Thursday, February 26, 2015

Biotech Investing: Merrimack (MACK) stops trial of MM-111

Merrimack ceased Phase 2 trials of its investigatory drug MM-111 after the DSMB review showed that Progression Free Survival was worse in the compounds arm versus the control arm.  The company has a number of compounds in its pipeline so it's not a huge hit but still a negative.

The company's lead compound, MM-398, is being submitted to the FDA to treat Pancreatic Cancer.  I would expect the PDUFA date sometime in the 4th quarter of this year which is a major trade catalyst.

Also, they hinted in today's 4th quarter results call that they are looking to secure a partner prior to initiating a pivotal trial in breast cancer with another advanced compound, MM-121.  I wouldn't be surprised if they come through with a partner based on the impressive Phase 2 results in the subgroup that they plan to target in the pivotal trial.

Good luck fellow Biotech Investors!

Saturday, February 21, 2015

Biotech Investing: Upcoming Trade Catalyst Targacept (TRGT)

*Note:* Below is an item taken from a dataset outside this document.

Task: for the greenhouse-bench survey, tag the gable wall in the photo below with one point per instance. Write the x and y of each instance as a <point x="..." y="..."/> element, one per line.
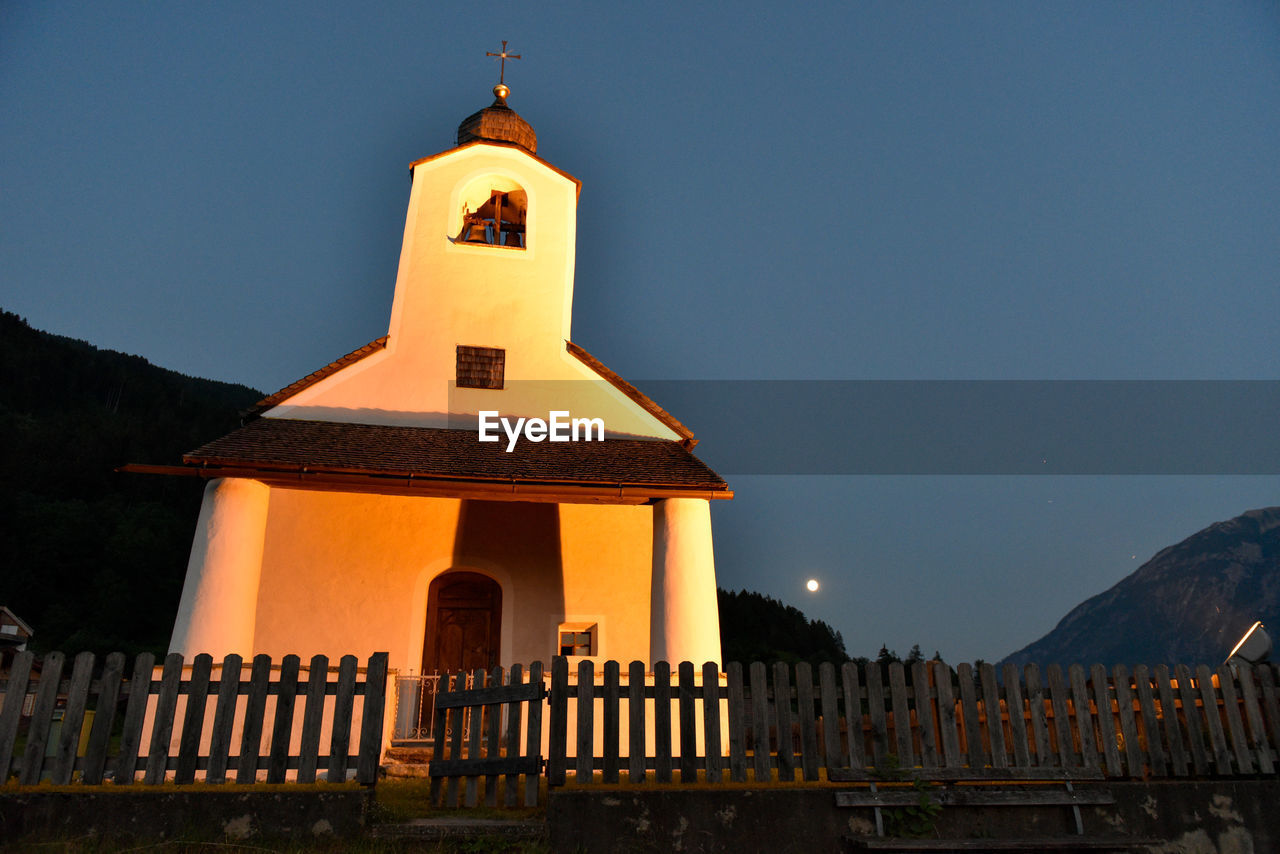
<point x="348" y="572"/>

Targacept (TRGT) is a stock to consider with an upcoming catalyst expected in the second quarter.  The company will report phase 2 results on its sole compound, TC-6499, for the treatment of diabetic gastroparesis.

Usually I wouldn't touch a company with only one drug in development in one indication but I believe this may a unique value proposition.  If the trial is successful, the stock will make a major move as it's currently priced with zero expectations of a positive result.  The company had over $115 million in cash and short/long term investments at the end of Q32014 while the market cap is under $90 million.  Even if the results come back negative, the company has the cash to in-license a compound or be a reverse merger candidate for a private company looking to go public (and get $100 million in cash in the process).

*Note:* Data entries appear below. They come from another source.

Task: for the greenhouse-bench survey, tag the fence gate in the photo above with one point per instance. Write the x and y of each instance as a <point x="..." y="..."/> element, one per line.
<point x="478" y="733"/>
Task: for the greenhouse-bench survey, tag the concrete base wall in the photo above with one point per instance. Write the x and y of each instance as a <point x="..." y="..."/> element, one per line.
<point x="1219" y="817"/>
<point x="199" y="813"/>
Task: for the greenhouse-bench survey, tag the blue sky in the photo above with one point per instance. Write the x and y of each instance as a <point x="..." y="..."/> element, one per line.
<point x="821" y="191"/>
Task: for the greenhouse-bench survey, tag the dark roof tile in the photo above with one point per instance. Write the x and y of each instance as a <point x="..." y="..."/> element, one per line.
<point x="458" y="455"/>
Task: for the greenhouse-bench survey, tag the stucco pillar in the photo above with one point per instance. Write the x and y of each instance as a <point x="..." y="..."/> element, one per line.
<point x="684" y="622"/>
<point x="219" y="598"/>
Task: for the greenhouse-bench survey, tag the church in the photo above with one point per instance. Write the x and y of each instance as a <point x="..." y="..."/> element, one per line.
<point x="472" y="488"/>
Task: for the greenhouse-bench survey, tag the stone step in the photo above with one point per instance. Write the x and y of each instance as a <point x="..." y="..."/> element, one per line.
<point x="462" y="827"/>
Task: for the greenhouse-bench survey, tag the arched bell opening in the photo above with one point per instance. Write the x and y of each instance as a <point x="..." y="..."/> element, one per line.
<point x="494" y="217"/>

I've got 10,000 shares of Targacept as I like the risk vs. reward and possible positive scenarios.

Do you own due diligence and best of luck fellow biotech investors!

Biotech Investing: Spectrum Pharmaceuticals (SPPI) loses patent suit

Spectrum (SPPI) fell by as much as 35% in after-hours trading on Friday after documents (link below) were released that it lost a lawsuit against generic company Sandoz regarding it's lead product Fusilev.  The company sued Sandoz back in 2012 after the generic maker filed an ANDA to sell a generic equivalent of the drug.

The stock dropped and I doubled down on my position at $4.90.  There's already a similar generic drug that competes in that space so I don't expect an immediate or material sales drop in the near future.  Spectrum just got approval for Beleodaq last quarter and recently filed an NDA for Captisol-enabledTM which is expected to be approved later in the year.  These two additional drugs within their portfolio should more than offset any decrease in sales due to this generic competition.  

Hope everyone is having a great weekend and wouldn't sweat this news at all.

Friday, February 20, 2015

Biotech Investing: Spectrum Pharmaceuticals (SPPI) - WTF?

Spectrum (SPPI) plummeted 33% in after-hours trading today on no news or sec filing.  I reached out to the company and haven't received a response.  Insider trading?  This definitely deserves the Biotech Investor WTF going into the weekend.

Have a good weekend fellow Biotech Investors!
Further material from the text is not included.